Flora’s lifesaving instincts were initially mistaken for a stubborn streak.

The six-year-old Akita, owned by Islington’s Robert Stuhldreer, was not intended to be an assistance dog.

But a potentially disastrous incident, when Flora was just a few months old, demonstrated her sixth sense for danger.

“For many years now I’ve been suffering from blackouts,” said Robert, 57. “I hit the deck and then come to at some point a little later.

“I’m very strict about my dog’s training. When they’re on a lead they have to walk on a loose lead, calmly by my side. They’re not allowed to pull.

“I was just walking to the end of my road and she just stopped dead and wouldn’t move.

“It’s a thing that Akitas do anyway. She was very young, so I put it down to that.

“I thought she was just being stubborn, which is part of her breed’s standard. I didn’t give it much credence.

“Then she did something that goes against all her training – she walked straight in front of me and blocked me. I got a bit annoyed and told her, ‘No, don’t do that.’ “We walked a bit further and then, another thing I don’t allow my dogs to do, she started to mouth my hand. She was around that age where she’s starting to teeth, so I didn’t give it much thought.

“Seconds later I blacked out.”

Since then, Flora has warned Robert time and time again of an impending blackout episode, her alerts ensuring he has time to lie down in a place of safety.

According to Robert, her success rate is around 99 per cent.

He now wants to reward her loyalty by nominating her in the Hero Assistance Dog category in the Friends For Life award at the famous Crufts dog show next month.

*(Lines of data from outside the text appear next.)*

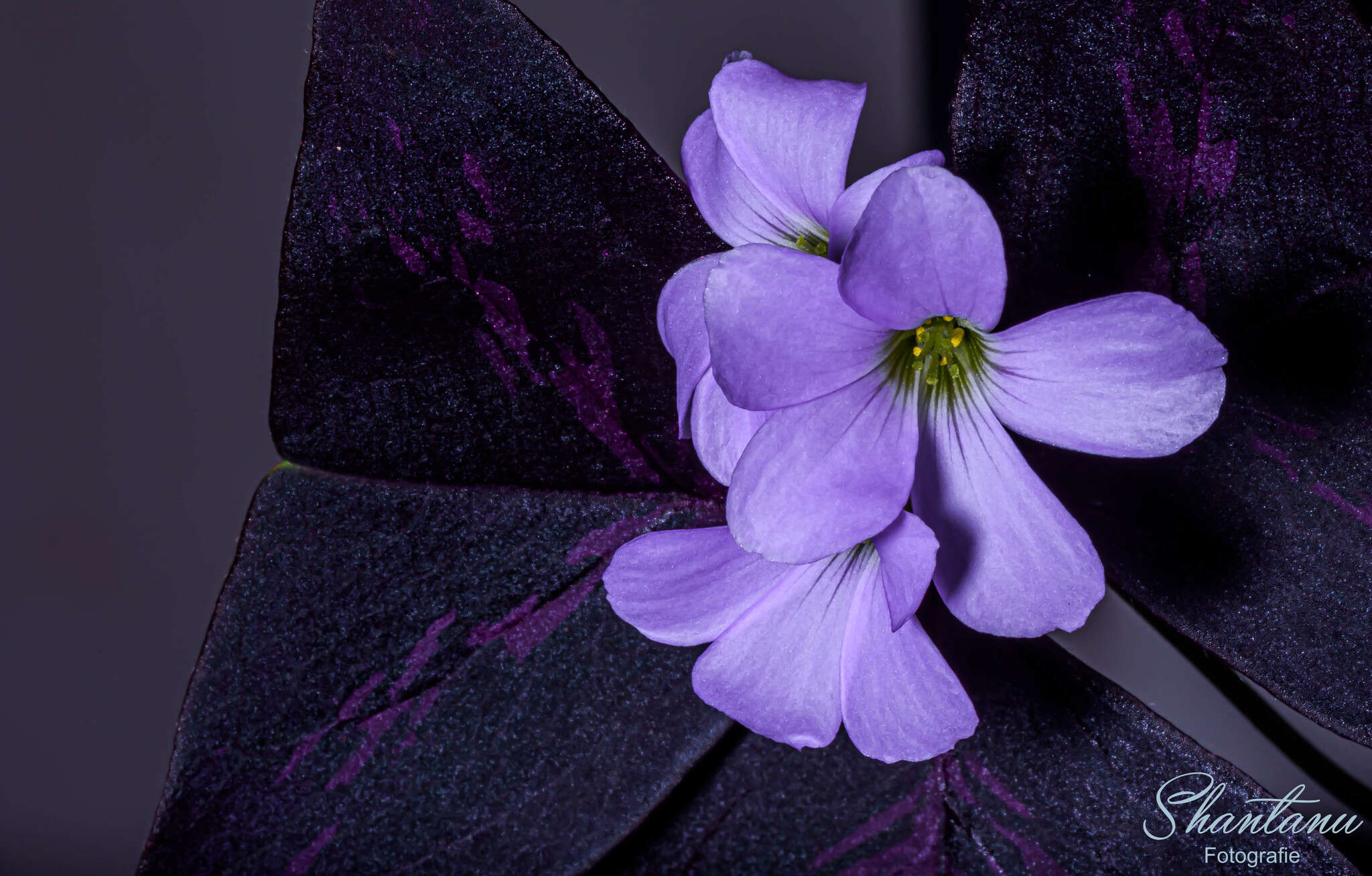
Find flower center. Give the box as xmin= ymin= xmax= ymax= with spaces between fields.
xmin=884 ymin=316 xmax=988 ymax=402
xmin=792 ymin=232 xmax=829 ymax=257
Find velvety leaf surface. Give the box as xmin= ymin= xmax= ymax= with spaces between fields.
xmin=139 ymin=468 xmax=728 ymax=876
xmin=953 ymin=0 xmax=1372 ymax=744
xmin=272 ymin=0 xmax=723 ymax=489
xmin=594 ymin=605 xmax=1357 ymax=876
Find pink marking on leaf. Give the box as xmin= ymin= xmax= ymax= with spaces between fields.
xmin=1162 ymin=9 xmax=1196 ymax=64
xmin=391 ymin=233 xmax=424 ymax=275
xmin=1249 ymin=435 xmax=1301 ymax=483
xmin=991 ymin=821 xmax=1070 ymax=876
xmin=1246 ymin=408 xmax=1320 ymax=441
xmin=943 ymin=758 xmax=977 ymax=804
xmin=466 ymin=499 xmax=715 ymax=662
xmin=1181 ymin=241 xmax=1206 ymax=318
xmin=448 ymin=243 xmax=472 ymax=286
xmin=281 ymin=821 xmax=339 ymax=876
xmin=472 ymin=277 xmax=545 ymax=383
xmin=416 ymin=233 xmax=443 ymax=262
xmin=273 ymin=673 xmax=385 ymax=784
xmin=962 ymin=753 xmax=1033 ymax=818
xmin=457 ymin=210 xmax=495 ymax=246
xmin=466 ymin=593 xmax=539 ymax=648
xmin=462 ymin=153 xmax=495 ymax=210
xmin=550 ymin=302 xmax=661 ymax=483
xmin=472 ymin=328 xmax=519 ymax=395
xmin=324 ymin=700 xmax=410 ymax=791
xmin=809 ymin=770 xmax=939 ymax=872
xmin=389 ymin=609 xmax=457 ymax=702
xmin=1310 ymin=481 xmax=1372 ymax=527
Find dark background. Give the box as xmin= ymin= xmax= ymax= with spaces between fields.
xmin=0 ymin=0 xmax=1372 ymax=876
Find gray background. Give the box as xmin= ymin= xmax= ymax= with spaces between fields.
xmin=0 ymin=0 xmax=1372 ymax=876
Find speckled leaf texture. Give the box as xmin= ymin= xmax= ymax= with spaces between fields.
xmin=596 ymin=604 xmax=1357 ymax=876
xmin=140 ymin=468 xmax=728 ymax=876
xmin=952 ymin=0 xmax=1372 ymax=744
xmin=140 ymin=0 xmax=1351 ymax=876
xmin=272 ymin=0 xmax=724 ymax=489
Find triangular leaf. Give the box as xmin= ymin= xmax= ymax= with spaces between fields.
xmin=140 ymin=468 xmax=728 ymax=876
xmin=953 ymin=0 xmax=1372 ymax=744
xmin=596 ymin=607 xmax=1357 ymax=876
xmin=272 ymin=0 xmax=723 ymax=489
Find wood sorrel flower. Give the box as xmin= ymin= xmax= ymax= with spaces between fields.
xmin=605 ymin=513 xmax=977 ymax=763
xmin=657 ymin=56 xmax=943 ymax=489
xmin=704 ymin=166 xmax=1227 ymax=635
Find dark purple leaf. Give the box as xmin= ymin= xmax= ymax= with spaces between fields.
xmin=141 ymin=0 xmax=1366 ymax=876
xmin=272 ymin=0 xmax=723 ymax=489
xmin=594 ymin=607 xmax=1357 ymax=876
xmin=953 ymin=0 xmax=1372 ymax=744
xmin=140 ymin=468 xmax=728 ymax=876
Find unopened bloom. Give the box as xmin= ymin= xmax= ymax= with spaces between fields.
xmin=657 ymin=56 xmax=943 ymax=489
xmin=605 ymin=513 xmax=977 ymax=763
xmin=705 ymin=166 xmax=1227 ymax=635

Friends for Life is a celebration of just how much dogs change and improve people’s lives. Five of the finalists will go to the 127th edition of Crufts – where every dog has its day – held once again at the NEC in Birmingham, where the winner will be announced on Sunday, March 11.

People can vote for the dog they want to win by visiting the Crufts website, with the victor receiving £5,000 from the Kennel Club Charitable Trust to donate to a dog charity of their choice and runners-up £1,000.

Robert, a retired NHS counsellor, who also served in the RAF, has kept the Akita breed for 20 years.

“They’re quite strong-willed,” he added.

“The brand standard says words like stubborn, standoffish, aloof and people will be put off by that.

“When I first read that brand standard, I thought it sounds fantastic – it’s just like me.”

A primitive breed that requires socialisation from day one, Robert has invested great time in training Flora.

Since realising her assistance dog potential, he has taken her through three qualification levels and a stringent public access test for her final badge.

“It might sound a bit weird, but there’s some kind of symbiosis there,” Robert reflected. “I just get what she’s about and she gets what I’m about.

“It’s just a really lovely relationship.

“I want people to see that if you put the hard work into a dog, then this is what you can achieve.”